U.S. Department of Labor Clarifies Employees vs. Contractors

The U.S. Department of Labor’s final rule affirms that a worker is not an independent contractor if they are, as matter of economic reality, economically dependent on an employer for work. 

Photo: Canva/Automotive Fleet

The U.S. Department of Labor has laid the ground work to help employers distinguish workers as employees versus independent contractors under the Fair Labor Standards Act.

This can help commercial fleet managers determine which category their drivers fall into. Many larger commercial fleets rely on independent contractors — or owner-operators as they’re often referred to in the fleet industry — for things like last-mile deliveries and other services.

Some fleets also use independent contractors for mechanic work.

Why the Rule is in Place

The final rule provides guidance on proper classification and seeks to combat employee misclassification, which impacts workers’ rights to minimum wage and overtime pay, facilitates wage theft, allows some employers to undercut their law-abiding competition, and hurts the economy at-large, the department stated in a press release.

“Misclassifying employees as independent contractors is a serious issue that deprives workers of basic rights and protections,” Acting Secretary of Labor Julie Su said. “This rule will help protect workers, especially those facing the greatest risk of exploitation, by making sure they are classified properly and that they receive the wages they’ve earned.”
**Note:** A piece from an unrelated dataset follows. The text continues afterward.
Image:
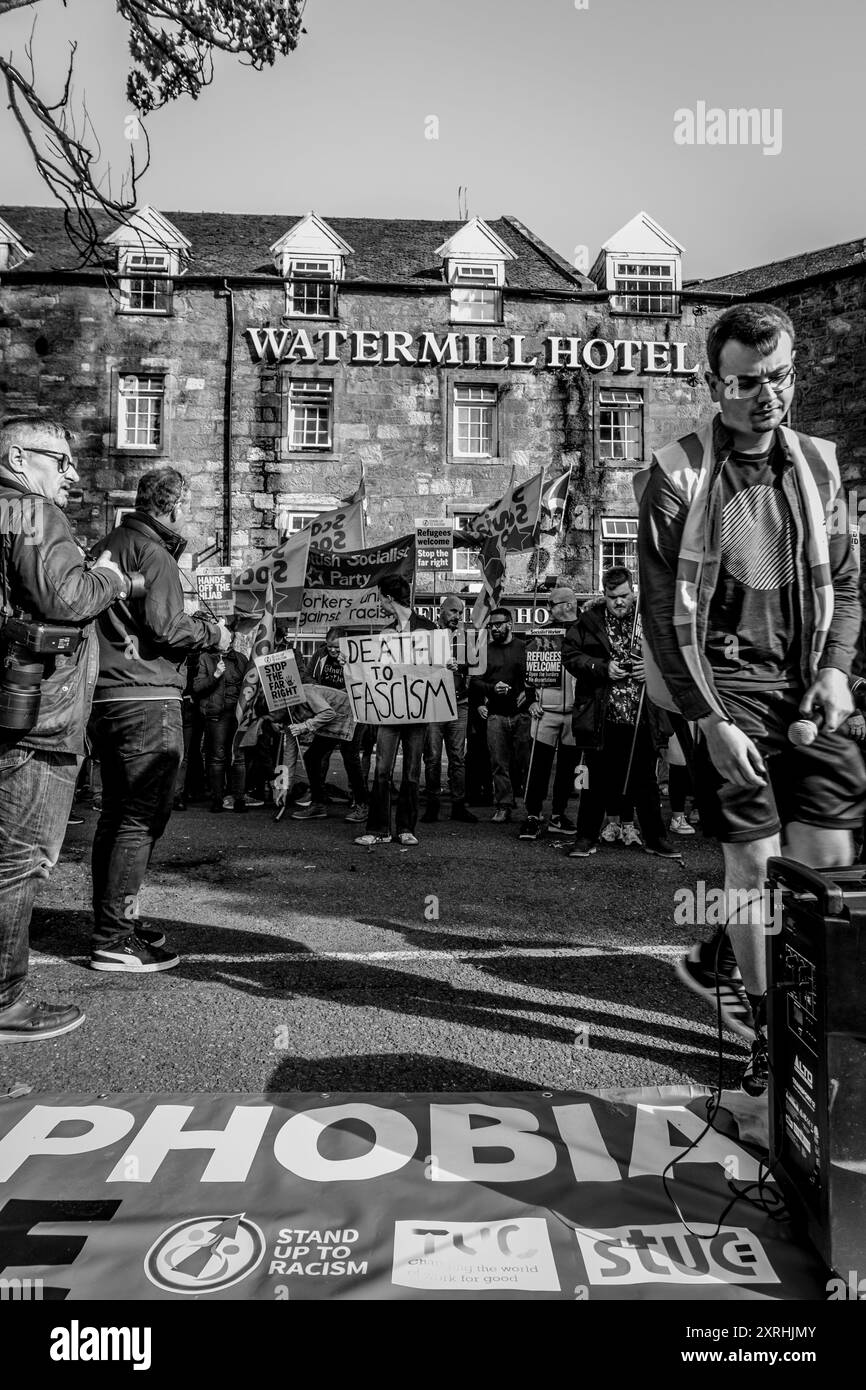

This final rule rescinds the 2021 Independent Contractor Rule which the department believes is not consistent with the law and precedent. 

The guidance provided by the final rule aligns with longstanding judicial precedent on which employers have previously relied to determine a worker’s status as either an employee or independent contractor.

The new rule will preserve essential worker rights and provide consistency for entities covered by the Fair Labor Standards Act. 

The new “independent contractor” rule restores the multifactor analysis used by courts for decades, ensuring that all relevant factors are analyzed to determine whether a worker is an employee or an independent contractor.

About the Final Rule

This final rule affirms that a worker is not an independent contractor if they are, as matter of economic reality, economically dependent on an employer for work. 

The final rule applies the following six factors to analyze employee or independent contractor status under the Fair Labor Standards Act:

  • Any opportunity for profit or loss a worker might have.
  • The financial stake and nature of any resources a worker has invested in the work.
  • The degree of permanence of the work relationship.
  • The degree of control an employer has over the person’s work.
  • Whether the work the person does is essential to the employer’s business.
  • A factor regarding the worker’s skill and initiative.

The new rules may have a huge effect on the drayage trucking industry. Read about one association’s vow to challenge the rules.

What About State Labor Laws?

Per the U.S. Constitution, federal law supersedes state laws. The exception is when state laws offer more rights and protections. This is often the case with labor laws.

The final rule takes effect on March 11, 2024.